Nature 439, 369 (26 January 2006) | doi:10.1038/439369a; Published online 25 January 2006

Chinese hesitancy on avian flu


The time has come for China to start pulling its weight as a participant in the global response to bird flu — and to learn to collaborate more openly.

Beijing is currently undertaking some spectacularly expensive preparations for hosting the 2008 Olympics, and its government officials talk of sending a man to the Moon. But when it comes to the more prosaic matter of taking elementary precautions against the palpable economic and public-health risks posed by bird flu, the world's most ebullient industrial power is pleading poverty.

When representatives of about 100 countries met in the Chinese capital last week to discuss funding for countermeasures to the spread of avian influenza in nations far poorer than China itself, the host country was ready to offer only US$10 million of the $1.9 billion pledged in total over three years. China can point to the resource requirements of its own mitigation strategies as a reason for its reluctance to send money abroad. But this explanation would carry more weight if the country had put convincing strategies in place and openly shared information and biological samples with the outside world. So far, it has failed to do so.

Epidemiologists say that the most important initial steps in constraining both the spread of avian flu and its mutation into a strain that could cause a global human pandemic are the establishment of monitoring systems to track the virus in poultry and wild birds, and the rapid diagnosis and follow-up of all human cases.
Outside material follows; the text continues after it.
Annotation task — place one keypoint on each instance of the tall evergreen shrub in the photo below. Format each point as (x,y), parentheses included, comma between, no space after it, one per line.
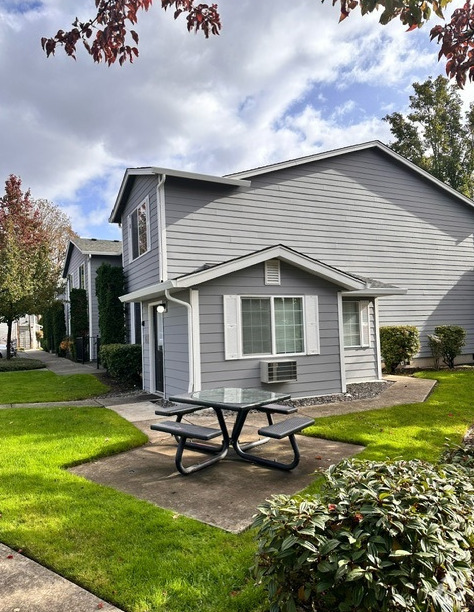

Needy countries at high risk of exposure to the virus, such as Indonesia and Cambodia, urgently require help in setting up such systems.

China has some 14 billion poultry, many of them scattered about in backyard farms in intimate contact with other livestock and people, so it is one of the most likely breeding-grounds for a pandemic virus. Collating accurate information about the virus populations circulating in these birds is a considerable challenge. Outsiders like to accuse Chinese government officials of cover-ups, but the reality is often that the officials themselves don't know what is happening on the ground.

Every nation struggles to align central-government strategy with local implementation, but in China the problem is particularly acute. It has taken years for the government to formulate a response to the HIV epidemic that has been emerging before its eyes. Severe acute respiratory syndrome (SARS) first appeared in China in November 2002, but it took months for Beijing to learn of the problem, acknowledge it and orchestrate a response. And with regard to bird flu, officials last summer claimed to be unaware that the widespread misuse of antiviral drugs by Chinese chicken farmers had already rendered them virtually ineffective (see Nature 435, 1009; 2005).

With something that will move as rapidly as bird flu, China needs a surveillance system that brings accurate information to the centre. Once it has that, the information should be shared with scientists abroad. Such sharing of information is another thing to which Beijing has historically been averse. Last spring, for example, foreign scientists were allowed only limited access to sites of early outbreaks of bird flu in western China.

Sharing of information is something to which Beijing has historically been averse.

The preferred crisis-response mode of senior Chinese officials, ingrained over decades, is first to identify a problem, then take measures to address it, and only afterwards report the improving situation to the outside world. The outbreak of SARS was supposed to have demonstrated that this approach is no longer good enough. There are indeed signs that some lessons have been learned. Public-health provision has improved in the affected areas, and investigations into the disease have strengthened some aspects of Chinese biomedical research (see China: Open season).

In the case of SARS, mainland China eventually shared data on the virus responsible with scientists in Hong Kong and abroad, who were able to identify it and help to develop effective control measures. China should speed up this process for avian flu, making samples and genetic data for circulating strains immediately available. Access to outbreak areas should also be granted to international teams seeking epidemiological data. Data and samples from strains that have crossed over to humans also need to be shared. So far, this hasn't been happening. China's response to bird flu has been a mixture of secrecy and parsimony that does little to serve the interests of its farmers or its people, and is not becoming of an emerging world power.